Baştan çıkarma ritüellerinin sistemli olarak sökülüp alaşağı edilmesiyle Solal/Cohen romantik tutku yalanını yerin dibine batırır, hatta kimi zaman “sadistleşmiş” bir imge verir bize. Eski-Yeni Ahit, Romeo ve Juliet, Anna Karenina, Don Juan ve nice metinlerarası gönderme, Solal’in, kâh bir mutluluk ilahisine kâh acı alaya dönüşen sayfalar süren konuşmalarına hizmet eder. Aslında aşk ilişkisi güzellik, görüntü, sosyal statü, zenginlik, iktidar, kültür, dil, vs. gibi sonu gelmez hileli biçimler altında cereyan eden bir maskaralıktır. Bu tarafıyla da metin, hem bir aşk romanı hem de onun antitezidir.
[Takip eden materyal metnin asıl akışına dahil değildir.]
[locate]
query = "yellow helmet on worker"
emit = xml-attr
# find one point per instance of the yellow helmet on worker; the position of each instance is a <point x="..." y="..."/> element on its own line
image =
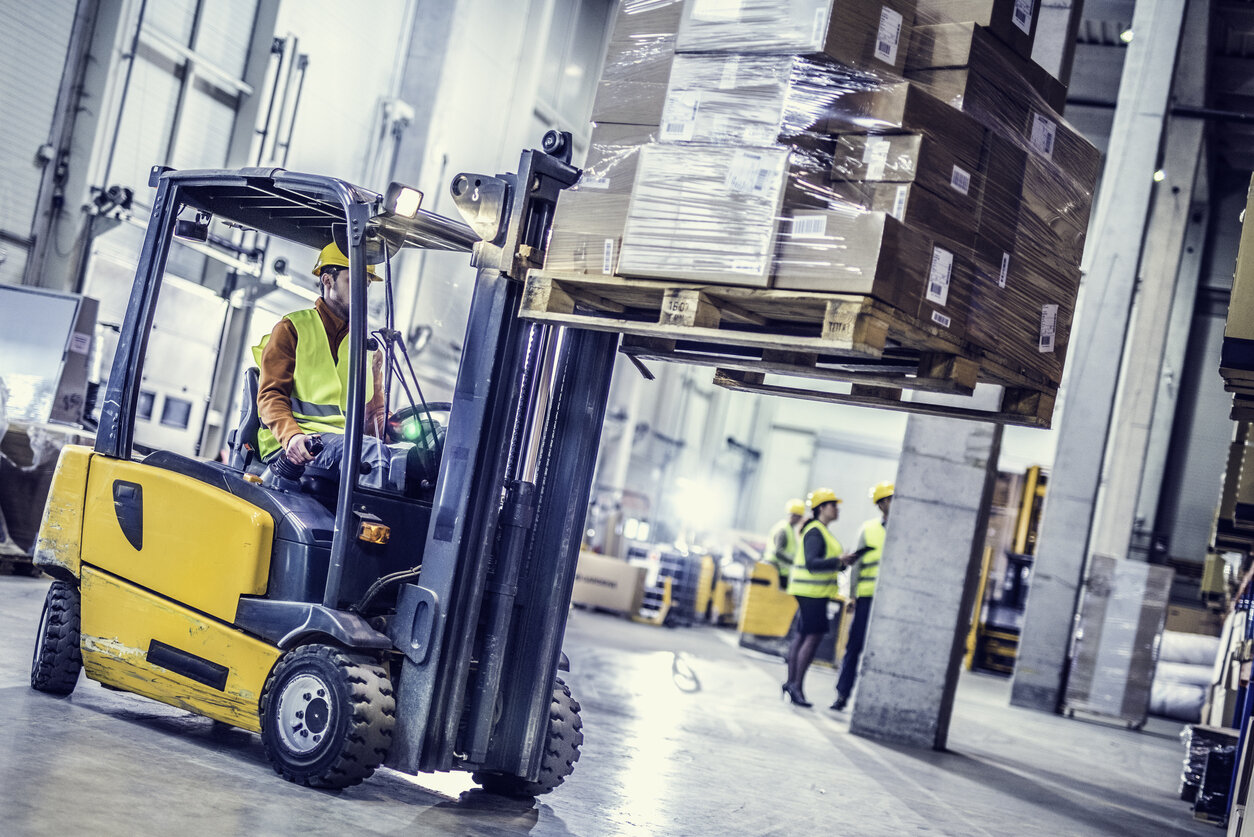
<point x="820" y="496"/>
<point x="331" y="256"/>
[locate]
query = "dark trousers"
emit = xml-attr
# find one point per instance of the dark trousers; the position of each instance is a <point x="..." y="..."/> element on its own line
<point x="854" y="646"/>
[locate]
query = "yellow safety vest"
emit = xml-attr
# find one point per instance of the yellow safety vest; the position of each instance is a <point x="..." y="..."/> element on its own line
<point x="868" y="569"/>
<point x="320" y="385"/>
<point x="783" y="562"/>
<point x="815" y="585"/>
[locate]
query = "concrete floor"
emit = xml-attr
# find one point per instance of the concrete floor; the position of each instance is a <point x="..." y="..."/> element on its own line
<point x="685" y="734"/>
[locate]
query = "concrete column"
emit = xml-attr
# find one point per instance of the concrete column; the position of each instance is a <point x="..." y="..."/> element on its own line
<point x="927" y="581"/>
<point x="1097" y="345"/>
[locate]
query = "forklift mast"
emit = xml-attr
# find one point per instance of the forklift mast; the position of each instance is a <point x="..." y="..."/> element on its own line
<point x="482" y="629"/>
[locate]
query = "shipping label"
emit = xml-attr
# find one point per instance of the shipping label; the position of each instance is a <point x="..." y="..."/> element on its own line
<point x="889" y="35"/>
<point x="961" y="180"/>
<point x="938" y="275"/>
<point x="875" y="157"/>
<point x="809" y="226"/>
<point x="1023" y="15"/>
<point x="1048" y="326"/>
<point x="1043" y="132"/>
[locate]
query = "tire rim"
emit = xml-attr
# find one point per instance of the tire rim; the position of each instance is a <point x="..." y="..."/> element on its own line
<point x="305" y="713"/>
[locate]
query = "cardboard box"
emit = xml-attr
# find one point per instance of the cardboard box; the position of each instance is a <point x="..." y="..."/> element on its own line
<point x="1013" y="21"/>
<point x="854" y="251"/>
<point x="865" y="34"/>
<point x="705" y="213"/>
<point x="908" y="158"/>
<point x="899" y="107"/>
<point x="608" y="584"/>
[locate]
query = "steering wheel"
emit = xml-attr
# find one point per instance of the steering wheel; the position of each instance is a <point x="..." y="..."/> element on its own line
<point x="418" y="424"/>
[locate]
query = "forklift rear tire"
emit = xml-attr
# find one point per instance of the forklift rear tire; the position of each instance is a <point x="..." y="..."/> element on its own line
<point x="566" y="738"/>
<point x="58" y="658"/>
<point x="326" y="717"/>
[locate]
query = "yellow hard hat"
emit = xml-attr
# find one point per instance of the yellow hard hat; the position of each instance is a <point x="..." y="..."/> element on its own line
<point x="331" y="256"/>
<point x="820" y="496"/>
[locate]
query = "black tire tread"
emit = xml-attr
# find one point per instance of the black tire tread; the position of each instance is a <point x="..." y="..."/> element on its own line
<point x="369" y="734"/>
<point x="58" y="656"/>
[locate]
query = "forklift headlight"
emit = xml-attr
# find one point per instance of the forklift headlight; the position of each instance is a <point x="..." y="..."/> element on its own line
<point x="403" y="200"/>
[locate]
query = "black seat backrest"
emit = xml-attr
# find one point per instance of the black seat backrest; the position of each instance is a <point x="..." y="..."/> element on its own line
<point x="242" y="441"/>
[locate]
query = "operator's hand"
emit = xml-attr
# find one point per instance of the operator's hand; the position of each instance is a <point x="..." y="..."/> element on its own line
<point x="297" y="451"/>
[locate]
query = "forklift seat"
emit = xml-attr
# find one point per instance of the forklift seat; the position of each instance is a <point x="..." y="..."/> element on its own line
<point x="242" y="441"/>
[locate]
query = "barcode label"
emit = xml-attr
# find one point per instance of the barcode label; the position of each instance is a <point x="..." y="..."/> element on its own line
<point x="1048" y="326"/>
<point x="888" y="37"/>
<point x="607" y="257"/>
<point x="748" y="172"/>
<point x="716" y="10"/>
<point x="899" y="203"/>
<point x="809" y="226"/>
<point x="875" y="157"/>
<point x="1023" y="15"/>
<point x="961" y="180"/>
<point x="1043" y="132"/>
<point x="938" y="275"/>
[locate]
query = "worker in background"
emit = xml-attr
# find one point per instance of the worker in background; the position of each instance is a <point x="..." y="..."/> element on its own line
<point x="304" y="385"/>
<point x="870" y="547"/>
<point x="781" y="546"/>
<point x="813" y="581"/>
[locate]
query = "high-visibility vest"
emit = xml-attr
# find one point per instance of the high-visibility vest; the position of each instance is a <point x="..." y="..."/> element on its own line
<point x="320" y="385"/>
<point x="783" y="561"/>
<point x="868" y="569"/>
<point x="815" y="585"/>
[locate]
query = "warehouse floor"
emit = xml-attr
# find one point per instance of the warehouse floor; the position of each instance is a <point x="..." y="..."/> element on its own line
<point x="685" y="735"/>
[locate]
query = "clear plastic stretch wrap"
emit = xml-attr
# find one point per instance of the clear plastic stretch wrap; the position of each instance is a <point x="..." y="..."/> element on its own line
<point x="956" y="195"/>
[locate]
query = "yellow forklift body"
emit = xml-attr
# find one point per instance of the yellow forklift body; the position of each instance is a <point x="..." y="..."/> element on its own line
<point x="196" y="543"/>
<point x="126" y="628"/>
<point x="60" y="532"/>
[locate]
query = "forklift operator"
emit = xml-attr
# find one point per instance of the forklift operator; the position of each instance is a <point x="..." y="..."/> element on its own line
<point x="302" y="388"/>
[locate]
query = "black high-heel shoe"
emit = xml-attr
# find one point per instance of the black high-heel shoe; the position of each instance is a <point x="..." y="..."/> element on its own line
<point x="794" y="694"/>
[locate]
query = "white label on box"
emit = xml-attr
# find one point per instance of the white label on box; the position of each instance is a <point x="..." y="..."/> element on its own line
<point x="680" y="116"/>
<point x="607" y="257"/>
<point x="716" y="10"/>
<point x="1048" y="326"/>
<point x="80" y="343"/>
<point x="899" y="203"/>
<point x="1023" y="15"/>
<point x="938" y="276"/>
<point x="875" y="157"/>
<point x="749" y="172"/>
<point x="809" y="226"/>
<point x="1043" y="131"/>
<point x="961" y="180"/>
<point x="889" y="35"/>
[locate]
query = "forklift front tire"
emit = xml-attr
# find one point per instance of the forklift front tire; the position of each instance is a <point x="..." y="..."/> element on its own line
<point x="561" y="752"/>
<point x="58" y="658"/>
<point x="326" y="717"/>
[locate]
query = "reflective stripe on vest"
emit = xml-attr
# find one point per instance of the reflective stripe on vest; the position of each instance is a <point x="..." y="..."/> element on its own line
<point x="868" y="571"/>
<point x="783" y="562"/>
<point x="815" y="585"/>
<point x="320" y="384"/>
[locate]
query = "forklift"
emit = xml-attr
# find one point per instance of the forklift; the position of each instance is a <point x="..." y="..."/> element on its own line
<point x="411" y="619"/>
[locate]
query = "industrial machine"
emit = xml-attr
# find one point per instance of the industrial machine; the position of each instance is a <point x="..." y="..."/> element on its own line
<point x="411" y="619"/>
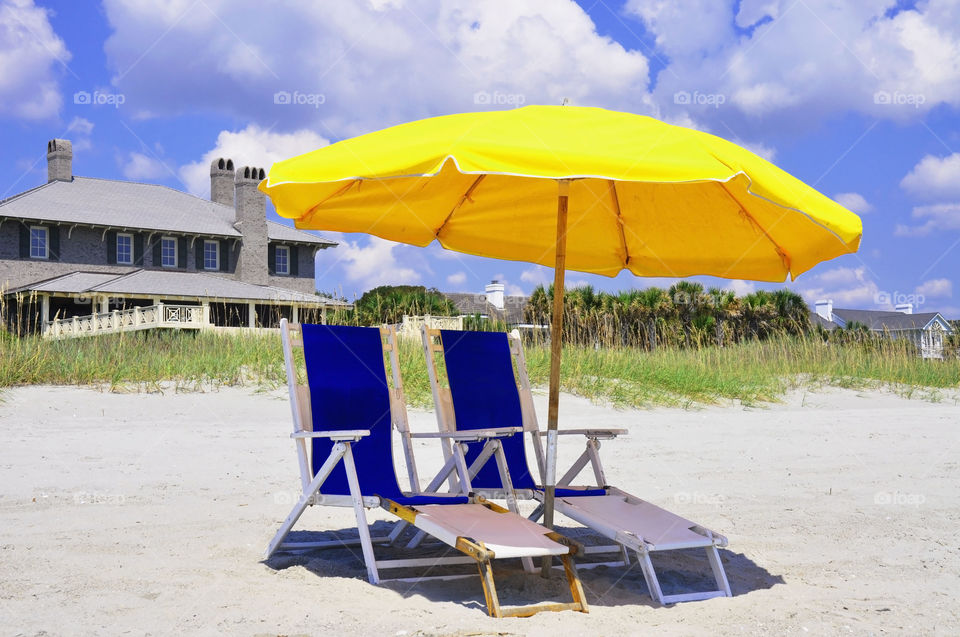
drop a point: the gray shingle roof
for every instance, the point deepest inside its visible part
(72, 283)
(883, 320)
(470, 304)
(180, 284)
(128, 204)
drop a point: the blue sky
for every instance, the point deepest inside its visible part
(858, 99)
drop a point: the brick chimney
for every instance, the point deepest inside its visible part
(251, 214)
(825, 309)
(494, 292)
(59, 160)
(221, 181)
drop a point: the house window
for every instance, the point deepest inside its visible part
(125, 249)
(282, 265)
(211, 255)
(168, 252)
(39, 243)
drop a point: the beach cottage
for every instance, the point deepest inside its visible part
(82, 255)
(926, 330)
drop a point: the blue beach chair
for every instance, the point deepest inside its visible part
(482, 392)
(343, 419)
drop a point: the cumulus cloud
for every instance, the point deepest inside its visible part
(934, 177)
(854, 202)
(361, 66)
(457, 279)
(252, 146)
(945, 216)
(367, 264)
(847, 287)
(935, 288)
(31, 56)
(774, 62)
(137, 166)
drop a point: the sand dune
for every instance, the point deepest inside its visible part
(149, 514)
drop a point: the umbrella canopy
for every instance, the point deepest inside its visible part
(656, 199)
(579, 188)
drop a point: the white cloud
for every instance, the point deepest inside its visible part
(252, 146)
(742, 288)
(934, 177)
(847, 287)
(137, 167)
(80, 130)
(935, 288)
(797, 62)
(944, 216)
(369, 265)
(31, 54)
(361, 66)
(537, 275)
(854, 202)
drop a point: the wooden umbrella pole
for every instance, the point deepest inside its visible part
(556, 351)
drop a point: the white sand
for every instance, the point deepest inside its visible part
(149, 514)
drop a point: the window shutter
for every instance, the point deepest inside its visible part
(138, 249)
(24, 241)
(224, 255)
(53, 235)
(294, 264)
(111, 247)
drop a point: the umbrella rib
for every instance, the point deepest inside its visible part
(784, 257)
(466, 195)
(616, 208)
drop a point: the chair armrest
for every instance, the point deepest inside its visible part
(473, 434)
(346, 434)
(606, 434)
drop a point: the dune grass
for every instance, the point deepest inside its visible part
(753, 372)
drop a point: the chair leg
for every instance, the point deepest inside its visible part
(336, 453)
(364, 530)
(576, 588)
(713, 555)
(650, 576)
(489, 588)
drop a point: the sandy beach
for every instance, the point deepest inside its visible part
(148, 514)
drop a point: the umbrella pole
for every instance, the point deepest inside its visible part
(556, 350)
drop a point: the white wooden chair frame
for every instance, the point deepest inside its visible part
(626, 540)
(473, 550)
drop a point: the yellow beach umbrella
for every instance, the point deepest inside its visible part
(575, 188)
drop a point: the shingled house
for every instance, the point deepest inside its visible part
(926, 330)
(81, 246)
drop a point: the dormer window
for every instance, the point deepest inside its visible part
(282, 264)
(39, 243)
(211, 255)
(168, 252)
(124, 248)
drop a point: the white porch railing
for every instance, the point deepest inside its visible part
(189, 317)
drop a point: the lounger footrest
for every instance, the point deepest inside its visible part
(485, 531)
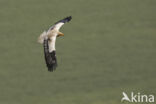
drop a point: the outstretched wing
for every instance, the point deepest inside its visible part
(60, 23)
(50, 57)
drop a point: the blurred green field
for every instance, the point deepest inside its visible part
(109, 47)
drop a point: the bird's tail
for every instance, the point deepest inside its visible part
(67, 19)
(50, 57)
(42, 37)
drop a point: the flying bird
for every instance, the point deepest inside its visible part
(48, 39)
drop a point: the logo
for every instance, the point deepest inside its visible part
(138, 97)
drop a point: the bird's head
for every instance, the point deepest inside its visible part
(60, 34)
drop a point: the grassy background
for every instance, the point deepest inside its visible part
(109, 47)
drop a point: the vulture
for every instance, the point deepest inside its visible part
(48, 39)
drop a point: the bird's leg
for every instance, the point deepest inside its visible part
(60, 34)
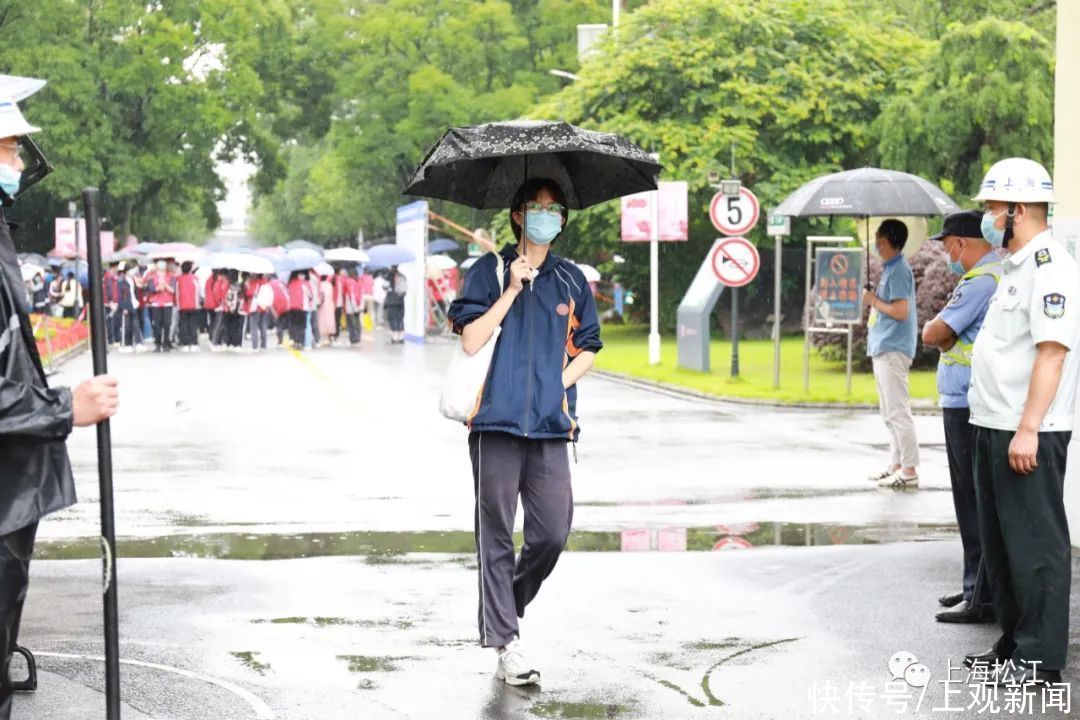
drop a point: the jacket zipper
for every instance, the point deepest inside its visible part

Efendinin Güzeli’nde Yahudi halkına aidiyet kahraman Solal’in en önemli özelliklerinden biridir, onun pek çok çelişik yönüne karışan “Yahudi izi”, “kahraman” statüsünü ve eril kimliğini karmaşıklaştırsa da Solal figürüne zarar vermez. Aslında onun Yahudi kökenleriyle sürdürdüğü öznel, tasarımsal bir ilişkidir söz konusu olan. Kendi kendine konuşurken ya da sürdürdüğü iç monologlarla Mesih ile kahraman arasında gidip gelen Solal, şiddete boyun eğmiş, insanlığın, yerini gücün saltanatına bıraktığı bir gerçekliği belirleyen doğa yasalarının karşısına, Yahudi inancından kaynaklı bir ahlâk çıkarır. Kadın için de erkek için de sorun olan, ahlâki olmayan hayvani bir doğaya, zaruri, binlerce yıllık bir doğaya, ama insani olmayan bir doğaya hiç kuşku duymadan tabi olmaktır. Erillik bir sorundur, çünkü sembolü olduğu sefil değerler yüzünden şiddetin zafer kazanmasıdır. Barbarca ve arkaik bulduğu bir tahakküm biçiminin işareti ve ifadesi olarak mütemadiyen sorgulanan kendi eril kimliği değil, bu kimliğin ahlâkıdır. Bu yüzden Solal, belli bazı değerlerin acı eleştirisini yaparken bunlar istemsizce kendisinde yeniden cisimleşir. Fakat Solal’in erkeklik tahayyülü, “barbar erilliğin” –bu bağlamda Hitler rejiminin– çok daha hoyrat, çok daha olumsuz bir temsiliyle zayıflar.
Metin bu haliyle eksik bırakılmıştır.